The County of Red Deer is “conspicuously absent” from helping Westerner Park overcome its financial troubles, said a shareholder of the exhibition society.
At Westerner Park’s annual general meeting on Thursday, Michael Donlevy said he would ask a “contentious question” about the county’s refusal to grant $1 million towards replacing the ice plant at the Centrium arena.
This funding request from Westerner Park was unanimously declined at Tuesday’s Red Deer County council meeting because it was not agriculture-related and the county didn’t have enough reserves for such a large ask.
“I’m disappointed it was turned down,” said Donlevy, who noted that while the City of Red Deer has helped Westerner Park substantially — providing $22 million in financing to get the non-profit back in the black — the county has been “conspicuous in its absence.”
Yet, county residents do not only use parts of the exhibition grounds that pertain directly to agriculture, he added.
Westerner Park CEO Mike Olesen responded that he respects county council’s decision.
“The county has always been publicly… verbally supportive of Westerner Park and have (indicated) they will continue to support us,” he added, so future funding requests could be made to the county that are more directly related to agriculture, aligning with its rural programs and goals.
Replacing the Centrium’s ice plant, a $2 million project, isn’t imminently needed, said Olesen, who added a Westerner Park Foundation is being formed to fundraise for various fundraising needs, including these kinds of infrastructure upgrades.
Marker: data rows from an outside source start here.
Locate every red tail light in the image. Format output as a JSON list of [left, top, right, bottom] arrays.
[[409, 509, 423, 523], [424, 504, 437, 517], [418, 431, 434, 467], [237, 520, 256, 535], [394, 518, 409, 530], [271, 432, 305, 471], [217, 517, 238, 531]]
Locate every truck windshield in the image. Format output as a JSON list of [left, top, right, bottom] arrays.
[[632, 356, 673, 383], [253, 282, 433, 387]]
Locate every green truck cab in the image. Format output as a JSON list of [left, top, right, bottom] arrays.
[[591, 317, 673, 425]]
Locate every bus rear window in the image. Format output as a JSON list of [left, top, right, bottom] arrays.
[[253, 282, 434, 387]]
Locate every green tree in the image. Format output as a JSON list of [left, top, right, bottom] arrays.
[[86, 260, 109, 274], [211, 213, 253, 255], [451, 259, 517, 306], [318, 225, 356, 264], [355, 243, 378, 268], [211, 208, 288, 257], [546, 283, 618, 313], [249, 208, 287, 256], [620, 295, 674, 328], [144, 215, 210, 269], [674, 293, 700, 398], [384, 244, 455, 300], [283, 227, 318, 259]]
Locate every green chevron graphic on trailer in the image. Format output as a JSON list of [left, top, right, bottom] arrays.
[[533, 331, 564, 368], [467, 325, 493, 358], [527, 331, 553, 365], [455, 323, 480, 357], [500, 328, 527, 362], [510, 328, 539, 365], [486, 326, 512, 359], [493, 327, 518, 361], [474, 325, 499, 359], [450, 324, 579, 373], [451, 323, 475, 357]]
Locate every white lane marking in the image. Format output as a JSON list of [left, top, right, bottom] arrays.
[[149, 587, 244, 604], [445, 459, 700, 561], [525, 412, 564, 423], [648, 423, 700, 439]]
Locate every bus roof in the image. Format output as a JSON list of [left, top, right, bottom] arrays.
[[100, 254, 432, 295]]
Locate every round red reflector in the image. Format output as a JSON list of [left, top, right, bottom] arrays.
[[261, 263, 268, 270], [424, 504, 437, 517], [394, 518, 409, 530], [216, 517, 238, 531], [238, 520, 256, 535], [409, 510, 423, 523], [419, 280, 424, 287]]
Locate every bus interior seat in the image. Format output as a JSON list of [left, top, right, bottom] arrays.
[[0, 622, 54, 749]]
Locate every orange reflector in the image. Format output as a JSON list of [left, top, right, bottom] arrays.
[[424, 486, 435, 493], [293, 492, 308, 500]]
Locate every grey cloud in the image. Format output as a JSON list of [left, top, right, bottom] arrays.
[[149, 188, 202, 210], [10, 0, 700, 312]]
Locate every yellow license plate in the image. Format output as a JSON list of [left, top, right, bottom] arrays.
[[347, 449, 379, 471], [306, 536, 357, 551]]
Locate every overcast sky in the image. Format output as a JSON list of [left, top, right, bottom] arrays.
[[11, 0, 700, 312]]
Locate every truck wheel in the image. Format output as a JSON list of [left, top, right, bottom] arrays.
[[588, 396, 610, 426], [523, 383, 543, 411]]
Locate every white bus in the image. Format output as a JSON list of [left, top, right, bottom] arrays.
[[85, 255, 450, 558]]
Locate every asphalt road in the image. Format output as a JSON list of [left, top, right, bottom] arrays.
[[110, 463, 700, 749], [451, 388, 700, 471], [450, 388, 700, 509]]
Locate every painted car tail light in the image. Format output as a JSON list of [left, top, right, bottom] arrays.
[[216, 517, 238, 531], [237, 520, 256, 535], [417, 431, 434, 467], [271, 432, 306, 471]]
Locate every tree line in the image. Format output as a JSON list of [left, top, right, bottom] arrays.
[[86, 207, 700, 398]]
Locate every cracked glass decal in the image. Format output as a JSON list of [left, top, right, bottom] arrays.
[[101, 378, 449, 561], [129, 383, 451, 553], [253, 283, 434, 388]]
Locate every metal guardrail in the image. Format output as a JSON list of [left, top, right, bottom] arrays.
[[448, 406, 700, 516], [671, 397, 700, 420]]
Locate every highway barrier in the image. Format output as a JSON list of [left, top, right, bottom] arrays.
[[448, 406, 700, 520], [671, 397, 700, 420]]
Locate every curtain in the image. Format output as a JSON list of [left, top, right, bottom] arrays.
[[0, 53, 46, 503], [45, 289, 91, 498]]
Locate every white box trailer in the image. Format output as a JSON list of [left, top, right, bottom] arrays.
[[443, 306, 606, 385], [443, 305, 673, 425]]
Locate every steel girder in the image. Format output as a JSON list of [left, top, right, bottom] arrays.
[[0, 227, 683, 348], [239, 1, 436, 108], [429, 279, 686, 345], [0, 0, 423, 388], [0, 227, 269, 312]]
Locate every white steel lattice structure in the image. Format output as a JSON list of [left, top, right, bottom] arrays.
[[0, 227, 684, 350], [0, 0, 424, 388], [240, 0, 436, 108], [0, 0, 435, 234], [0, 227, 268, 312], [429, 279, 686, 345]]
Earlier in the meeting, auditors from Pivotal LLP presented financial statements that show Westerner Park was in better shape at the financial year ending on March 31 than the year before. Its operating loss for 2021 was $671,000 compared to $1.13 million in 2020.
Olesen said this is because more government grants were available to help organizations survive the pandemic. Also, Westerner Park — which was in financial trouble because of overextended debt before the pandemic hit — had laid off 90 per cent of its staff and reined in all discretionary spending to reduce expenses.
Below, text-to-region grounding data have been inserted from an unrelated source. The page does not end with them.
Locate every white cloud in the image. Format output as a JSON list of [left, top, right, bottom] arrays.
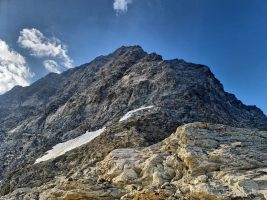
[[113, 0, 133, 14], [18, 28, 73, 72], [43, 60, 61, 74], [0, 40, 33, 94]]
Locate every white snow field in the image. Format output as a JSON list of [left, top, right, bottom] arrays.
[[35, 127, 106, 163], [119, 105, 154, 122]]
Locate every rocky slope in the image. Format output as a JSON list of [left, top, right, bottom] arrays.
[[1, 123, 267, 199], [0, 45, 267, 198]]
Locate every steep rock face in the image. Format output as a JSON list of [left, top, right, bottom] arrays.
[[2, 123, 267, 199], [0, 46, 267, 195]]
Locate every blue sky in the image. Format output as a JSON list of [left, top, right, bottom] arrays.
[[0, 0, 266, 114]]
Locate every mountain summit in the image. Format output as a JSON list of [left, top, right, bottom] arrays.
[[0, 46, 267, 199]]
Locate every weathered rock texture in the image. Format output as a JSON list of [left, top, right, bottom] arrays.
[[0, 46, 267, 198], [1, 123, 267, 199]]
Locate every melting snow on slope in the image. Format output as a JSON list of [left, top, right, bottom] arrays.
[[35, 127, 106, 163], [119, 105, 154, 122]]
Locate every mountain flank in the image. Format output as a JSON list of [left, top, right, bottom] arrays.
[[0, 46, 266, 199]]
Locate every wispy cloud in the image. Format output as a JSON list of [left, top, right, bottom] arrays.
[[43, 60, 61, 74], [113, 0, 133, 14], [18, 28, 73, 72], [0, 40, 33, 94]]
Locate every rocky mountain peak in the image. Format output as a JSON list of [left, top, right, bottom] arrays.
[[0, 46, 267, 199], [110, 45, 147, 61], [110, 45, 163, 64], [113, 45, 145, 54]]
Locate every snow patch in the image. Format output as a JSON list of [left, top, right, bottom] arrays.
[[35, 127, 106, 164], [119, 105, 154, 122]]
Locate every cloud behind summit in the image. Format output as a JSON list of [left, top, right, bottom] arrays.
[[18, 28, 73, 73], [0, 40, 33, 94]]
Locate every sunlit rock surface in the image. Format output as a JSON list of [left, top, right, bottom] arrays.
[[2, 123, 267, 199]]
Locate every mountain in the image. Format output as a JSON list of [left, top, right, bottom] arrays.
[[0, 46, 267, 199]]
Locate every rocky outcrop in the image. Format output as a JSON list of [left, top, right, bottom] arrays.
[[79, 122, 267, 199], [1, 123, 267, 199], [0, 46, 267, 197]]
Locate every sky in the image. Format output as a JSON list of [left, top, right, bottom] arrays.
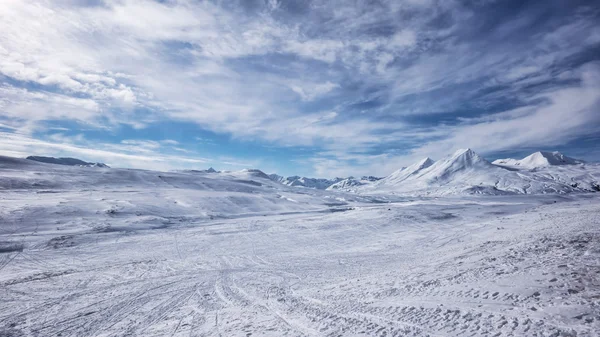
[[0, 0, 599, 178]]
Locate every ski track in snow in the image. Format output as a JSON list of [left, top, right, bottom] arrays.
[[0, 161, 599, 336]]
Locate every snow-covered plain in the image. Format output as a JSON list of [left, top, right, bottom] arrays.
[[1, 156, 599, 336]]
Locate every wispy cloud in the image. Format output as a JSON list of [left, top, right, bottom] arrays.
[[0, 0, 598, 177]]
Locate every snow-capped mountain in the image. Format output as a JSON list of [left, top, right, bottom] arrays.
[[377, 157, 435, 186], [238, 169, 271, 180], [360, 176, 383, 182], [327, 178, 364, 190], [26, 156, 110, 168], [268, 173, 284, 182], [187, 167, 219, 173], [366, 149, 600, 195], [493, 151, 584, 169], [269, 175, 344, 189], [21, 150, 599, 196], [417, 149, 503, 183]]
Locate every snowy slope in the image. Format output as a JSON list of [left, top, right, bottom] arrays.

Of course, the City of Red Deer also came through with financial assistance, consisting of a $19 million loan and up to $3 million in grants to get Westerner Park through the rest of 2021, he added.
Olesen thanked Red Deer city council and administration for this assistance — and pledged to use as little of the grant as possible.
Projections for 2022 show Westerner Park balancing its budget with the help of revenue-generating events, such as a summer fair — which is still expected to happen as long as the province moves to Stage 3 in its reopening. Olesen hopes to know by June 24 whether Alberta is heading in that direction.
Agritrade, the Canadian Finals Rodeo and the World Junior Hockey Championships are also anticipated to happen later this year.
But Olesen told shareholders plans are underway for holding new self-generated events, and not relying as heavily on revenues from out-of-town event bookings and concerts.